In celebration of Women’s History Month and Catholic Sisters Week, Saint Joseph Academy was pleased to welcome Sister Helen Prejean, CSJ for a webinar event on Wednesday.
Anna Khuri ’23, Theresa (Tacy) Kratt ’23 (daughter of Catherine Waters Kratt '87) and Mary Lepore ’22 participated in the webinar and other students, faculty and staff were able to take part through their classroom SmartBoards and computers. In an intimate and informal conversation, students asked Sister Helen questions about what led her to pursue her life’s work as a Sister of the Congregation of St. Joseph and what sustains her and gives her hope.
 
“The conversation with Sister Helen was so interesting and insightful - she has a very special spirit and ability to communicate our call, as people of faith, to advocate for justice and the dignity of human life in every circumstance. She stated that ’hope is a verb’, and this phrase and the stories and explanations she shared will stay with me,” said student panelist Tacy Kratt.
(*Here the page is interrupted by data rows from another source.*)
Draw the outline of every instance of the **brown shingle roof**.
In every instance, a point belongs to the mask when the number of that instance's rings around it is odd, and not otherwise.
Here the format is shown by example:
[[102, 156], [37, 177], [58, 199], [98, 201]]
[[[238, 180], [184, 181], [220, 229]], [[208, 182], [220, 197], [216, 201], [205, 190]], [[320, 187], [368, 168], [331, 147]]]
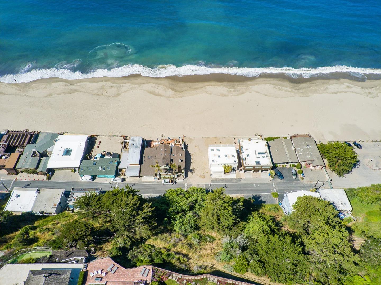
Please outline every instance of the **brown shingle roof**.
[[[118, 267], [114, 274], [107, 272], [107, 269], [112, 264], [114, 264], [113, 269], [115, 266]], [[149, 270], [147, 277], [140, 275], [142, 269], [144, 267]], [[85, 285], [94, 283], [94, 279], [96, 277], [102, 277], [101, 282], [104, 284], [106, 282], [107, 284], [110, 285], [117, 284], [132, 285], [134, 281], [138, 280], [146, 280], [147, 283], [150, 283], [152, 277], [152, 265], [144, 265], [126, 269], [109, 257], [100, 258], [89, 263], [87, 264], [87, 270], [88, 272], [86, 274], [87, 276], [85, 277]], [[104, 277], [100, 274], [94, 275], [93, 277], [90, 275], [90, 272], [94, 273], [94, 271], [98, 271], [98, 270], [101, 270], [102, 272], [107, 273]]]
[[155, 176], [155, 169], [150, 166], [156, 164], [157, 161], [161, 166], [169, 165], [171, 163], [171, 147], [163, 145], [144, 148], [140, 175]]

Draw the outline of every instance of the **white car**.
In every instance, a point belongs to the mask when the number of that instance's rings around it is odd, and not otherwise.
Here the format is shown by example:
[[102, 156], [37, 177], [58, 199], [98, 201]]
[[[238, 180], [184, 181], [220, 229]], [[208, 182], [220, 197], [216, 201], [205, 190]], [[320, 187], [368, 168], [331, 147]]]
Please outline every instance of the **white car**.
[[95, 177], [91, 175], [83, 175], [81, 177], [81, 181], [86, 181], [88, 182], [92, 182], [95, 179]]
[[176, 181], [172, 180], [171, 179], [165, 179], [162, 181], [162, 184], [174, 184]]
[[111, 178], [111, 180], [110, 180], [110, 182], [123, 182], [123, 179], [121, 178], [120, 177], [114, 177], [114, 178]]

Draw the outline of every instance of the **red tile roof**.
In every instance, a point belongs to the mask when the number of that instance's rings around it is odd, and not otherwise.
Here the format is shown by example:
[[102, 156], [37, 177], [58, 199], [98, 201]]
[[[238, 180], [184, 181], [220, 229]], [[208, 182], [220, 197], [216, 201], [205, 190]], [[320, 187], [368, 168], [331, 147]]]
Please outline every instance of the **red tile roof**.
[[[115, 266], [118, 268], [114, 274], [107, 271], [109, 267], [112, 264], [114, 264], [113, 269]], [[140, 275], [144, 267], [149, 269], [147, 277]], [[90, 272], [93, 273], [94, 271], [99, 270], [102, 271], [102, 273], [106, 272], [106, 276], [103, 277], [101, 274], [97, 274], [93, 277], [90, 276]], [[134, 282], [138, 280], [146, 280], [147, 283], [150, 283], [152, 277], [152, 265], [144, 265], [126, 269], [109, 257], [100, 258], [89, 263], [87, 264], [87, 274], [85, 274], [86, 276], [85, 285], [96, 283], [104, 284], [105, 282], [106, 285], [133, 285]], [[95, 278], [97, 277], [101, 277], [102, 280], [96, 281]]]

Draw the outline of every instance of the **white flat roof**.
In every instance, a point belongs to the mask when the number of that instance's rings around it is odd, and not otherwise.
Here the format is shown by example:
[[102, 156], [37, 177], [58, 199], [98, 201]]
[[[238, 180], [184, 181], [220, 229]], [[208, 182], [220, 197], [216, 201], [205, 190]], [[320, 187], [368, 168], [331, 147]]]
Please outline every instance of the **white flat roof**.
[[272, 165], [272, 163], [266, 146], [266, 142], [260, 138], [241, 139], [241, 147], [243, 165], [245, 166]]
[[352, 210], [352, 206], [343, 189], [319, 189], [322, 199], [330, 202], [341, 211]]
[[234, 144], [210, 144], [208, 151], [209, 164], [234, 164], [238, 162]]
[[320, 198], [320, 194], [319, 193], [316, 193], [314, 192], [311, 192], [311, 191], [307, 191], [306, 190], [293, 191], [292, 192], [286, 193], [286, 196], [288, 198], [288, 201], [290, 202], [290, 205], [291, 207], [291, 210], [294, 210], [293, 206], [295, 204], [295, 202], [296, 202], [296, 199], [298, 199], [298, 198], [303, 196], [304, 195], [316, 197], [317, 198]]
[[[48, 162], [48, 168], [79, 167], [86, 147], [87, 138], [87, 136], [58, 136]], [[69, 151], [65, 152], [67, 149]], [[71, 152], [70, 150], [71, 150]], [[66, 155], [63, 155], [65, 152]], [[68, 155], [69, 154], [70, 155]]]
[[37, 188], [14, 188], [4, 210], [9, 212], [32, 211], [36, 200]]
[[14, 188], [4, 211], [54, 212], [65, 189], [43, 188], [39, 193], [37, 190], [37, 188]]
[[[0, 284], [2, 285], [15, 285], [23, 284], [28, 278], [29, 270], [45, 269], [75, 269], [80, 271], [83, 264], [70, 263], [34, 263], [32, 264], [7, 264], [0, 268]], [[73, 276], [76, 274], [72, 272]], [[79, 273], [78, 273], [79, 274]], [[77, 280], [74, 280], [77, 284]], [[74, 282], [69, 281], [69, 285]]]
[[143, 138], [141, 136], [130, 138], [128, 142], [128, 156], [127, 158], [128, 165], [140, 163], [142, 140]]

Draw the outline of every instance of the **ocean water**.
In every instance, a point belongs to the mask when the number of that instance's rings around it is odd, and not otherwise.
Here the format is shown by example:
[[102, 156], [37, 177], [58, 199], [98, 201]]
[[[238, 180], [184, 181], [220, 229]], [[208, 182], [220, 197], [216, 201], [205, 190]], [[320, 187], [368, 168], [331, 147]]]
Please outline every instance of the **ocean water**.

Anna Khuri said that this idea stuck with her as well: “one thing I really took away from this discussion is that hope is an active verb, meaning by doing things to work for social justice, we are the hope of the future.”
 
Sister Helen Prejean is known worldwide for her forty years of ministry to prisoners on death row and her work to abolish the death penalty while promoting restorative justice for victims. She has written several books on her experiences, including Dead Man Walking, which was adapted into an Academy Award-winning movie and a stage play that was performed at Saint Joseph Academy.
 
She is a 1957 graduate of our sister school, St. Joseph’s Academy in Baton Rouge, Louisiana and entered the Congregation of the Sisters of St. Joseph in 1958. After experiencing an awakening to the social significance of the Gospel of Jesus, she became active in ministries to the poor and marginalized. Her work has been instrumental in both legislative reform and the revision of the Catholic Catechism on the death penalty.